What kind of boring hellworld do you live in? I live less than a tank of gas from like 6 major metropolitan areas and a variety of mountains, lakes, beaches.

For less than the price of a train ticket, I can have a weekend trip to anywhere I want. The great thing about cars is not only do they travel but you can also sleep in them if needed. Good luck doing that on public transportation.


----------



## beet644 (Apr 21, 2022)

you can still have private homes with good public transit. I am a truck driver and wish we had better public transit. More people off the road would make my job better.  I drive 90 percent of the time but when I bought my house I got one close to a metro station just to give me the choice.  We don't need pods we just just need houses in places that don't force you to drive all the fucking time.


----------



## TurdFondler (Apr 21, 2022)

Bonesjones said:


> What kind of boring hellworld do you live in? I live less than a tank of gas from like 6 major metropolitan areas and a variety of mountains, lakes, beaches.
> 
> For less than the price of a train ticket, I can have a weekend trip to anywhere I want. The great thing about cars is not only do they travel but you can also sleep in them if needed. Good luck doing that on public transportation.


My brother in christ I live 6 hours from _anywhere. _There exists that vast, boring and endless swath of North America that is comprised of nothing but fields, shitty towns and awful cities with some lakes and forests here and there. There's nothing really _good _for hours, and I'm not driving all day to see slightly different lakes and water. 

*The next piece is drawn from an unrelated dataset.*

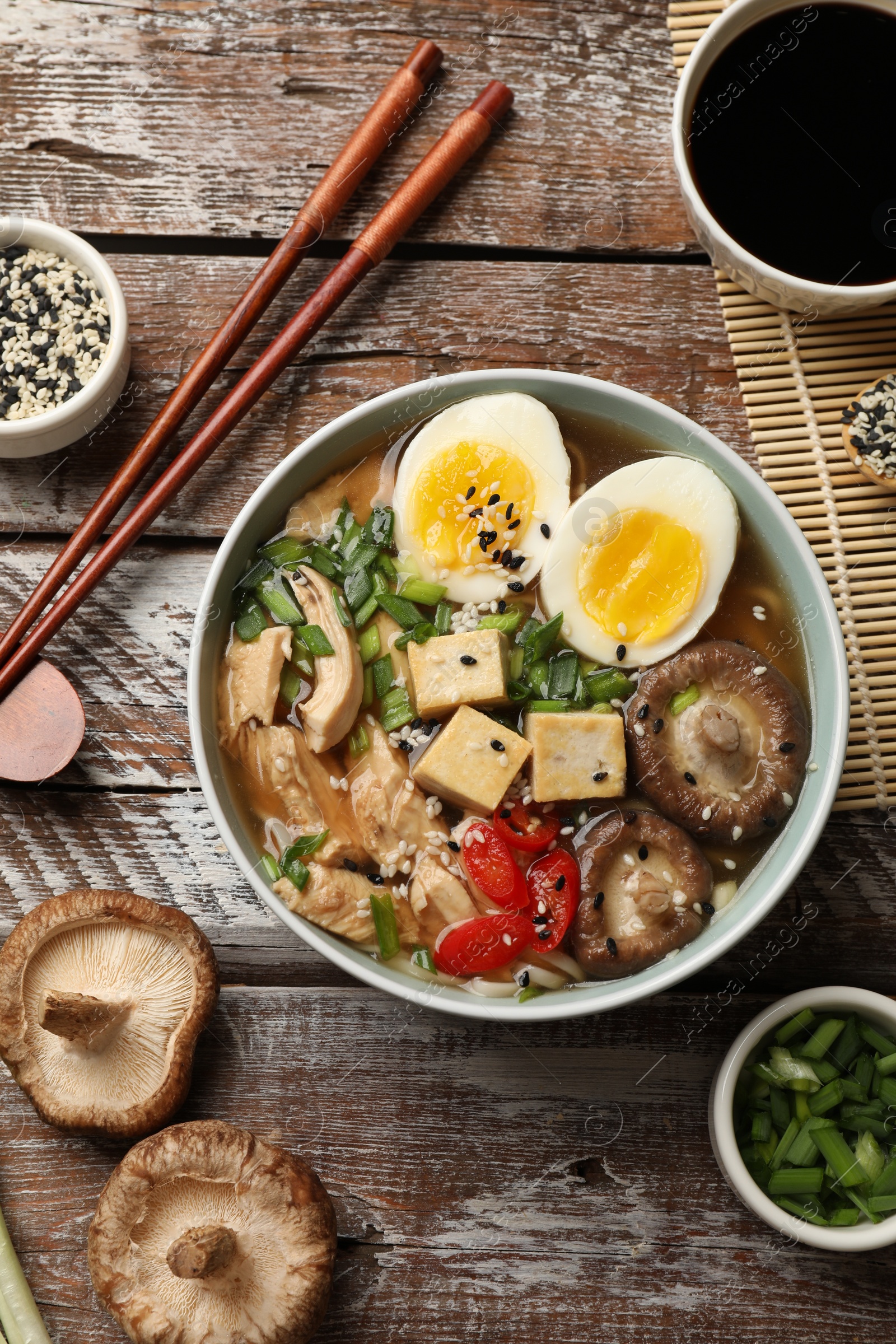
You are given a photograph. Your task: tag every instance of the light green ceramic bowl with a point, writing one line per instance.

Making cities less car centric would make my life probably 100% more enjoyable.


----------



## kim foxx (Apr 21, 2022)

A Rastafarian Skeleton said:


> Public transportation is for blacks.


only after forced desegregation. before that white people loved taking the bus and streetcars. virtually all of america's "public transportation" was profitable before desegregation and only after did the government take over failing bus and train companies


----------



## Ughubughughughughughghlug (Apr 22, 2022)

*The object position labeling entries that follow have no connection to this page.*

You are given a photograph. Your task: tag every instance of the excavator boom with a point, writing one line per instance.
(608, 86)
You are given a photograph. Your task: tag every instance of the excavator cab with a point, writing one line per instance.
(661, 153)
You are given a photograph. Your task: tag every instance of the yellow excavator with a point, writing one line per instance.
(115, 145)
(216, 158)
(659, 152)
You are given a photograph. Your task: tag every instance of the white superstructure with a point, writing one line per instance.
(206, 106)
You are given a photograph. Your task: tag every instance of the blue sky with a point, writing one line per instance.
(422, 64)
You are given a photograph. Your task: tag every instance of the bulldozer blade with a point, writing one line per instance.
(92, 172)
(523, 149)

Nobody has ever taken away somebody’s transportation for benevolent reasons.

Examples:
Masters and slaves
Muslims and dhimmi
Samurai and peasants (in particular, shogun banning non-military wagons)
Limitations on peasants having horses in general


----------



## Flaming Insignias (Apr 22, 2022)

Ughubughughughughughghlug said:


> Nobody has ever taken away somebody’s transportation for benevolent reasons.
> 
> Examples:
> Masters and slaves
> ...


Never let anyone focus purely on city planning when talking about transit. Force them to answer the question on whether or not people would be allowed to travel by car, and see whether or not they are simply naively trying to support more means of travel, or if they are tyrants trying to trap you in the hive.


----------



## NevskyProspekt (Apr 22, 2022)

quaawaa said:


> Your “durable” house isn’t any more durable than a “McMansion” (99% of houses called McMansions aren’t), and is in fact worse in areas that are earthquake prone. There are elegant looking “McMansions” and horrendously ugly “streetcar houses”. That statement reeks of a European who thinks brick/stone=good and wood=bad


lol I'm a Texan, and Texans sure as hell know a McMansion when they see one. I never mentioned construction materials, but since you brought it up, both wood and stone have their advantages and drawbacks. Stone construction - particularly loose brick, is less resistant to earthquakes than wood, but far safer and sturdy in the event of a fire. In non-earthquake prone areas this isn't an issue. Wood permits better flexibility in earthquake prone environments, and is better used in seismically active areas like Japan, Nepal, California, etc. However, it requires more regular upkeep long-term compared to stone construction. Stone construction, on the other hand, is far better in hurricane and storm-prone areas due to its sturdiness when faced with high speed winds, snow, rain, hail, etc.


quaawaa said:


> In a sprawling city, an urbanist could buy unincorporated land and develop it however they want. They never do that though, for the same reason that socialists keep preaching for worldwide revolution even though they could set up a commune within the capitalist system.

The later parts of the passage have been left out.